We first estimate the TPR (true Yesitive rate, sensitivity) and FPR (false Yesitive rate, 1 - specificity) at each cut-off probability for each of the three candidate models.

5.2 ROC Curves

Then we make ROC curves of the three candidate models, these are are given below.

##  candidate models
##  full model

    candidate01 = glm(factor(Outcome) ~sd.Thickness_of_Clump + sd.Cell_Size_Uniformity +sd.Cell_Shape_Uniformity+ sd.Marginal_Adhesion + sd.Single_Epithelial_Cell_Size + sd.Normal_Nucleoli +
                    sd.Bland_Chromatin + Bare_Nuclei.cat + Mitoses.cat, family = binomial(link = "logit"),  
                    data = train.dat)  
    ## reduced model
      candidate03 = glm(factor(Outcome) ~ sd.Thickness_of_Clump + sd.Cell_Shape_Uniformity+ sd.Marginal_Adhesion + Bare_Nuclei.cat +sd.Bland_Chromatin, 
                    family = binomial(link = "logit"),  
                    data = train.dat) 
      
## 
  candidate02 = stepAIC(candidate01, 
                      scope = list(lower=formula(candidate03),upper=formula(candidate01)),
                      direction = "forward",   # forward selection
                      trace = 0                # do not show the details
                      )
   
pred01 = predict(candidate01, newdata = test, type="response")
pred02 = predict(candidate02, newdata = test, type="response")
pred03 = predict(candidate03, newdata = test, type="response")
####
## ROC curve
 plot(TPR.FPR(pred01)[,1], TPR.FPR(pred01)[,2], 
      type="b", col=2, lty=1, xlim=c(0,1), ylim=c(0,1),
      xlab = "FPR: 1 - specificity",
      ylab ="TPR: sensitivity",
      main = "ROC Curve",
      cex.main = 0.8,
      col.main = "navy")
 lines(TPR.FPR(pred02)[,1], TPR.FPR(pred02)[,2], type="b", col=3, lty=2)
 lines(TPR.FPR(pred03)[,1], TPR.FPR(pred03)[,2], type="b", col=4, lty=3)    
 legend("bottomright", c("Candidate #1", "Candidate #2","Candidate #3"),
        col=2:4, lty=1:3, cex = 0.8, bty="n")

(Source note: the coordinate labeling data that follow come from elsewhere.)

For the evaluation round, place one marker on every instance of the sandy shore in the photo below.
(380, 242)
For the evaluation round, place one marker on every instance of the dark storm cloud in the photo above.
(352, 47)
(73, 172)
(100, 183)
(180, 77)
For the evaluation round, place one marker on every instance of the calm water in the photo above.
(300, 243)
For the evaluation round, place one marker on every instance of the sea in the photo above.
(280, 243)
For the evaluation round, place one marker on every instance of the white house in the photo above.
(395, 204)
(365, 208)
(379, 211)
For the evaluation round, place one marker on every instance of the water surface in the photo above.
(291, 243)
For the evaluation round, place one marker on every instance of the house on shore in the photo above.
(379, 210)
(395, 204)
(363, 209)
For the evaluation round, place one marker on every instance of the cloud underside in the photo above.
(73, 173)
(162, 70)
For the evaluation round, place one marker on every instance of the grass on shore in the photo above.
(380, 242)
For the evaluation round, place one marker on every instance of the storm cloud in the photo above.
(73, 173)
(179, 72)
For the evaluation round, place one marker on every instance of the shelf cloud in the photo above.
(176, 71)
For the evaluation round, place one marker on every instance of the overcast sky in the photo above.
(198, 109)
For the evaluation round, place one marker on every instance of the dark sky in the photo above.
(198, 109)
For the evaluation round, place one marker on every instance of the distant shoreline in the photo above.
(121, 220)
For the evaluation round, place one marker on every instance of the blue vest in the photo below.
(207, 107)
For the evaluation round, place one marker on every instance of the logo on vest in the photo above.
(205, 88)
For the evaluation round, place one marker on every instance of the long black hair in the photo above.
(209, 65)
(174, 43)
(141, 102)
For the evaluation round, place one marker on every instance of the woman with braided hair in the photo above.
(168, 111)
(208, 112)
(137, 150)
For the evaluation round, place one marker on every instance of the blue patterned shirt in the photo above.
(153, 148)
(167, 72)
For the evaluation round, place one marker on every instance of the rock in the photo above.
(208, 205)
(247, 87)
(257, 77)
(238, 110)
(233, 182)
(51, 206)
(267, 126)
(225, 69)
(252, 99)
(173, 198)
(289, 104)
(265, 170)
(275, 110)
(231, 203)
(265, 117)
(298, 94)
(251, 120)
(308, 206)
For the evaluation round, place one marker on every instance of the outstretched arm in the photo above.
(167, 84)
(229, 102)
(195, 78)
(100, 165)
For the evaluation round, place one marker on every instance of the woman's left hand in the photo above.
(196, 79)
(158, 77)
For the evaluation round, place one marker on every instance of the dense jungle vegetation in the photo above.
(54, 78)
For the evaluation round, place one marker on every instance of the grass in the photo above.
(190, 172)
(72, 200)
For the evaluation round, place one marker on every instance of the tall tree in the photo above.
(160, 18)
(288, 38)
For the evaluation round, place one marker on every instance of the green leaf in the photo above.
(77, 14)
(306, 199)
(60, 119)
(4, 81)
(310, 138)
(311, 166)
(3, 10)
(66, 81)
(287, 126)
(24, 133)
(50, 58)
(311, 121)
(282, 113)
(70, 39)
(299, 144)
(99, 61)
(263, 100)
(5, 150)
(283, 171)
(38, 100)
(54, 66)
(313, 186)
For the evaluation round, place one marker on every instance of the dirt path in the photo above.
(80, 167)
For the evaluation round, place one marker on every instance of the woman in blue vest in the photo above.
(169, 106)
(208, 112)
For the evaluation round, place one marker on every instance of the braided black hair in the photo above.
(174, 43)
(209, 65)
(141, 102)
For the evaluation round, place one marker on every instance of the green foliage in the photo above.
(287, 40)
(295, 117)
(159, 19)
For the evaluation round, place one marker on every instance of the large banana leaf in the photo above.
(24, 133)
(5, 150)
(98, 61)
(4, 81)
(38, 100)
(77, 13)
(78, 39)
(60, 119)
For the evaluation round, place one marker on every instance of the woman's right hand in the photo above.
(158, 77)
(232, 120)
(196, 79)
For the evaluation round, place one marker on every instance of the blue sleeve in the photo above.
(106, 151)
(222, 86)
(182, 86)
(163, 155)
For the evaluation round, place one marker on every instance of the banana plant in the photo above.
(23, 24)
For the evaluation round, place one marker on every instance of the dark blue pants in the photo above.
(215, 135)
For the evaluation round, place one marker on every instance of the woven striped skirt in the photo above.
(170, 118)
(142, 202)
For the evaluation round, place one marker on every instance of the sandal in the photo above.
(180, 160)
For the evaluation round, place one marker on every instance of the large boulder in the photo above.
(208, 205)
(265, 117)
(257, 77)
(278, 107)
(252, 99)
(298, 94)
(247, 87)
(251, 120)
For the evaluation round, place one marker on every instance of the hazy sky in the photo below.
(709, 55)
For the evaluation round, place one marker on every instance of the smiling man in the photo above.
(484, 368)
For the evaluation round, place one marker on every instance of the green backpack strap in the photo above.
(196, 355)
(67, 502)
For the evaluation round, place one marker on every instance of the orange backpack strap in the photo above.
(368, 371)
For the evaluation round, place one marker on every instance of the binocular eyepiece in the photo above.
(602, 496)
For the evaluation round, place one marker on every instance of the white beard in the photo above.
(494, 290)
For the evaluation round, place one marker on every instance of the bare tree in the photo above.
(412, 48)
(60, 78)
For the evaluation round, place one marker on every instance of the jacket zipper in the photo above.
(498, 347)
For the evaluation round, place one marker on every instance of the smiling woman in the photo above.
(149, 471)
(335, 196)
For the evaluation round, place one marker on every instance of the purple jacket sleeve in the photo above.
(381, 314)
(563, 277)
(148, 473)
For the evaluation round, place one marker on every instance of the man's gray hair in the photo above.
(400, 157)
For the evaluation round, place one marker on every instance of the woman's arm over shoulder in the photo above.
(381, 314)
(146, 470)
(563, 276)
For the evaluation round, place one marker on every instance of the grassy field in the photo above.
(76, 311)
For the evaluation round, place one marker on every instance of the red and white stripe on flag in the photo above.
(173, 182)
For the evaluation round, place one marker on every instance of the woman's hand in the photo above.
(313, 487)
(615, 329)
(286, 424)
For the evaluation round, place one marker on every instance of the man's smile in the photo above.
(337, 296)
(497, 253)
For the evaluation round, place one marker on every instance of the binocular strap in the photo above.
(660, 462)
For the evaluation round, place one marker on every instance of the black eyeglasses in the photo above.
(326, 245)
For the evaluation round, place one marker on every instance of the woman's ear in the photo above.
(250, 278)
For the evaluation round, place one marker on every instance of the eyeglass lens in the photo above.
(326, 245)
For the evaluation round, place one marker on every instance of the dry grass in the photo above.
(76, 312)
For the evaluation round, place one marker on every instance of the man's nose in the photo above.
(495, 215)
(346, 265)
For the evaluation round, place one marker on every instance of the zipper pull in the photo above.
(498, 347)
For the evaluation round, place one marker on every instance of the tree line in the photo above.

From the ROC curves, we can see that the candidate models are all similar in sensitivity and specificity. This means we can use any of the models that we want as the final working model, if we are just using this measurement.

6 Summary and Conclusion

The report focused on predicting breast cancer. We used three models as candidates and use both cross-validation and ROC curve to select the final working model. The ROC curves told us that we can use any of the three models, but the cross-validation told us we should use candidate 2 or the candidate where we used the step AIC procedure.